Citrix even has a quote in the press release, although in typical Citrix style, the quote doesn't actually say anything about why they're giving Virtual Computer their money, and instead just talks about how awesome their own Project Independence is:
“We’ve been watching Virtual Computer since their company launch in September 2008,” said Andy Cohen, senior director, strategic development at Citrix Systems. “We see great synergy between their use of Xen technology for PC lifecycle management and Project Independence, our recently-announced initiative to dramatically change the economics of desktop computing by enabling devices, desktops, applications and people to operate more independently through the power of client-side Xen virtualization. We look forward to working with Virtual Computer in a mutually beneficial capacity and see our investment as the first step in that direction.”

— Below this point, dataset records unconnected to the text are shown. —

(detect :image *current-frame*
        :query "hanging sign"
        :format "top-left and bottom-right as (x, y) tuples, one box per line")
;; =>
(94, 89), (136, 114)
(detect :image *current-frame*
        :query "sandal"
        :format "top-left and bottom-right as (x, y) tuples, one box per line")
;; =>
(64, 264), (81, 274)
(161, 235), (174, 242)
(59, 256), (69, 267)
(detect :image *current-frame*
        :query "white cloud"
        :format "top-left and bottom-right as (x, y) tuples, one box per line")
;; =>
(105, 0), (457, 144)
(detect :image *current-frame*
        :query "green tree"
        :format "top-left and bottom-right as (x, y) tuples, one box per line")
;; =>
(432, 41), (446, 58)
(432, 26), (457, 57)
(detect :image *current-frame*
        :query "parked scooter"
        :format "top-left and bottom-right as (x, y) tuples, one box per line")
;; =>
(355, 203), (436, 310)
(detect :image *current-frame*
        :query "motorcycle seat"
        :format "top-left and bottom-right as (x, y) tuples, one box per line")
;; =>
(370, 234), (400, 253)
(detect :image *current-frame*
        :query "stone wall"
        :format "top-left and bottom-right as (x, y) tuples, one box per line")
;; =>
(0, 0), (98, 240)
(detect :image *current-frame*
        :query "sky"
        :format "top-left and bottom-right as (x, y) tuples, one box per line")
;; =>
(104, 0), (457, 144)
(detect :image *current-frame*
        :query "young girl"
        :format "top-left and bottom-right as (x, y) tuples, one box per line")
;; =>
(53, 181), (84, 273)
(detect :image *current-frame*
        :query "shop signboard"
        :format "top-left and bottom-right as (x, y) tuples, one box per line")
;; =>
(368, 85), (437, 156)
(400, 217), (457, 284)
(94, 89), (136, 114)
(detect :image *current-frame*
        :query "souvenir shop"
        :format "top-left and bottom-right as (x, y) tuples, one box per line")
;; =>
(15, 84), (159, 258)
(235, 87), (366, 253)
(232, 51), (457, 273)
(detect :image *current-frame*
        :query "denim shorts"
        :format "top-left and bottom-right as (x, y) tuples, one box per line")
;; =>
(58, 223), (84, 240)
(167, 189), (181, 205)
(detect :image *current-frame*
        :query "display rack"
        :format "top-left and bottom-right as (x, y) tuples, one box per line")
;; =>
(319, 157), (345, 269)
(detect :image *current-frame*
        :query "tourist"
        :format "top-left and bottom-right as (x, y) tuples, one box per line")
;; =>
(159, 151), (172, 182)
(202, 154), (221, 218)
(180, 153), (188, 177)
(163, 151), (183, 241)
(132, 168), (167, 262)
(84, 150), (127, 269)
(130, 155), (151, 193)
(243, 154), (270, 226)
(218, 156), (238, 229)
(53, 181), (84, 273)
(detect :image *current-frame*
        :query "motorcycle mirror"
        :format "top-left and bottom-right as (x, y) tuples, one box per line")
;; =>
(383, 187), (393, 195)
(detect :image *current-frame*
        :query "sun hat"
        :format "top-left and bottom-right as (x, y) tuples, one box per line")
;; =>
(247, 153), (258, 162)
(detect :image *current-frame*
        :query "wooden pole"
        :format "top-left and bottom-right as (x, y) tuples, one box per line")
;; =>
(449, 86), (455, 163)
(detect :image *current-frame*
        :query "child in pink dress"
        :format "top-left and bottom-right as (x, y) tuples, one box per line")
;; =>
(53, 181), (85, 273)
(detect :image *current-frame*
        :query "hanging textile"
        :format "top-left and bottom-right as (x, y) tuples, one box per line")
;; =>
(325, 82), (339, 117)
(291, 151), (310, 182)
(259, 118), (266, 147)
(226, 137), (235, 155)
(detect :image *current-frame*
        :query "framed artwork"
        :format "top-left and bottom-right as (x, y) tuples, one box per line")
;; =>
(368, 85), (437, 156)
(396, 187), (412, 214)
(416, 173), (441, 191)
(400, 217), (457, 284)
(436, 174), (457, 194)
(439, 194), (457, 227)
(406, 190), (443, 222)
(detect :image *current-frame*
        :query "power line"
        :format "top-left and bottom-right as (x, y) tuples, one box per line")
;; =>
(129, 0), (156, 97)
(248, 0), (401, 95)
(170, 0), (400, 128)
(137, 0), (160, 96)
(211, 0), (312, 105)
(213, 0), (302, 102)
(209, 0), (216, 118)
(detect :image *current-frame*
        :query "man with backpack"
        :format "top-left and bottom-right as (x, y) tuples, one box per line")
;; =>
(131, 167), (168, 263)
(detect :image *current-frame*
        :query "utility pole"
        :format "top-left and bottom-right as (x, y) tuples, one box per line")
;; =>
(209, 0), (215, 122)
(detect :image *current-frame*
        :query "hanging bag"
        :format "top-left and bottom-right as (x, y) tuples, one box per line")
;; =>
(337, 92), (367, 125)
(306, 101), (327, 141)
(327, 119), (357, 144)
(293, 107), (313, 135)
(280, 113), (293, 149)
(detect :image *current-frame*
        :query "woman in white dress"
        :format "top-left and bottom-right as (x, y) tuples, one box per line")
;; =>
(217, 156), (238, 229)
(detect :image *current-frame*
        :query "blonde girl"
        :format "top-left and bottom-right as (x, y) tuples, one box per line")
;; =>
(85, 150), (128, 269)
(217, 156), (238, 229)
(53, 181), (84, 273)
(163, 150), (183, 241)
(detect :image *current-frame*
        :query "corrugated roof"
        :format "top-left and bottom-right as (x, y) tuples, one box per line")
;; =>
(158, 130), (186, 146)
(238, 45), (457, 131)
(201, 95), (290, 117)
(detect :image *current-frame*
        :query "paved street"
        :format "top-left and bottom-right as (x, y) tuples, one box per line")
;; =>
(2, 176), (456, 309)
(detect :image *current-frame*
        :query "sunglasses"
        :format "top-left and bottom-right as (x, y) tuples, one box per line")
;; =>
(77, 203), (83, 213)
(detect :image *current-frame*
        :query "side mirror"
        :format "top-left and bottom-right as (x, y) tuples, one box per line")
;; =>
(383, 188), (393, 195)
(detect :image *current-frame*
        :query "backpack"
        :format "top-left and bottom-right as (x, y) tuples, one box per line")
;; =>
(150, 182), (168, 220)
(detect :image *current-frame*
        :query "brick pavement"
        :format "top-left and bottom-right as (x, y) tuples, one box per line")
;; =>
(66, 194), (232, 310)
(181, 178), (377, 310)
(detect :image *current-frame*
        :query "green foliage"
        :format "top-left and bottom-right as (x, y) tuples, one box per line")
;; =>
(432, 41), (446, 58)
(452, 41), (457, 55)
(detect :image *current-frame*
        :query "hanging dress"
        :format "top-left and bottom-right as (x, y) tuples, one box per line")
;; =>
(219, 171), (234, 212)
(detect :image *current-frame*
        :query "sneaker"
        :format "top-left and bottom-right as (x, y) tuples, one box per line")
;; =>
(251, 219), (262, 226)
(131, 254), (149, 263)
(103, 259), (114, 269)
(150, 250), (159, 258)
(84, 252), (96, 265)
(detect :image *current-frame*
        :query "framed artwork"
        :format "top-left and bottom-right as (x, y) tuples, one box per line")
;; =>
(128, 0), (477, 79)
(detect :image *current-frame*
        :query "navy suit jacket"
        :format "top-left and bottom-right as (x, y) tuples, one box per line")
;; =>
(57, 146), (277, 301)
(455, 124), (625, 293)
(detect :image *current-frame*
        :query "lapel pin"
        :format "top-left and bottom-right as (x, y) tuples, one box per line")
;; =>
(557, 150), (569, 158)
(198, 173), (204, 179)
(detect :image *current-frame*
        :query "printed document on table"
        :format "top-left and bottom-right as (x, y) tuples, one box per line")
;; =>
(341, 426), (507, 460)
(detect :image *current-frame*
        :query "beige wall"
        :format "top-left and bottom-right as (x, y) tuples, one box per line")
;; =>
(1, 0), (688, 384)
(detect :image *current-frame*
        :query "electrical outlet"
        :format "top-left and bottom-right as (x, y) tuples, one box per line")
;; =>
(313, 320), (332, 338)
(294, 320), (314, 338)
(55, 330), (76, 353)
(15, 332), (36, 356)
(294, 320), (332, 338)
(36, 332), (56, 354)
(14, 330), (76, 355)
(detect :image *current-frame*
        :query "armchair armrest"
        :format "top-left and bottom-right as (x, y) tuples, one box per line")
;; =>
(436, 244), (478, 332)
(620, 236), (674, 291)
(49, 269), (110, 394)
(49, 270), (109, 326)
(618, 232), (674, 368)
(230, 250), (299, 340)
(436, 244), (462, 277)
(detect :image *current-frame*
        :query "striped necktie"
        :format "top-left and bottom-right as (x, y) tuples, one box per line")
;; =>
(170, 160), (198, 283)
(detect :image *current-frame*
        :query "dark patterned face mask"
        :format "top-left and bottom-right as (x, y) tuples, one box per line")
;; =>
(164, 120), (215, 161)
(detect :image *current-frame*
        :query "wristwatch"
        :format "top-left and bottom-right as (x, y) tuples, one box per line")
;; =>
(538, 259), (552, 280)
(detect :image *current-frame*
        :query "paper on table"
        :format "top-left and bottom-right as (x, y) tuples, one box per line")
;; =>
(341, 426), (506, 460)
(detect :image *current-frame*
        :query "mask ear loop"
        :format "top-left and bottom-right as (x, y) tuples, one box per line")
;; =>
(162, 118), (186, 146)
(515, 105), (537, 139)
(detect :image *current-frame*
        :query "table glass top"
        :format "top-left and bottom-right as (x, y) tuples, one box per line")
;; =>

What exactly is the great synergy that Citrix sees? Maybe Citrix invested just enough money to give them a vote in company decisions? (For example, if the Virtual Computer board was voting to sell the company to a competitor?)
I had a briefing with Virtual Computer last month. If there's one common theme they're trying to push, it's that they don't want to be in the client hypervisor business. Instead, they view themselves as a management company. They view their competition as agent-based management tools, like SMS and Altiris. Virtual Computer feels that every product out there keeps on adding "another agent," and their has to be a better way to handle everything. And that's where they come in. They turn Windows into a managed resource with no agents, by pulling the management out of Windows and going below it with the client hypervisor.
So maybe that's their story with Citrix? Citrix can handle the user personality and the application delivery into the client's instance of Windows, while Virtual Computer will handle the management of that instance?
Virtual Computer's product (called NxTop) is not actually out yet, although they expect it to be ready in a few months. It will cost $149 per seat for perpetual licenses, or $10 per month per seat for subscription-based licenses.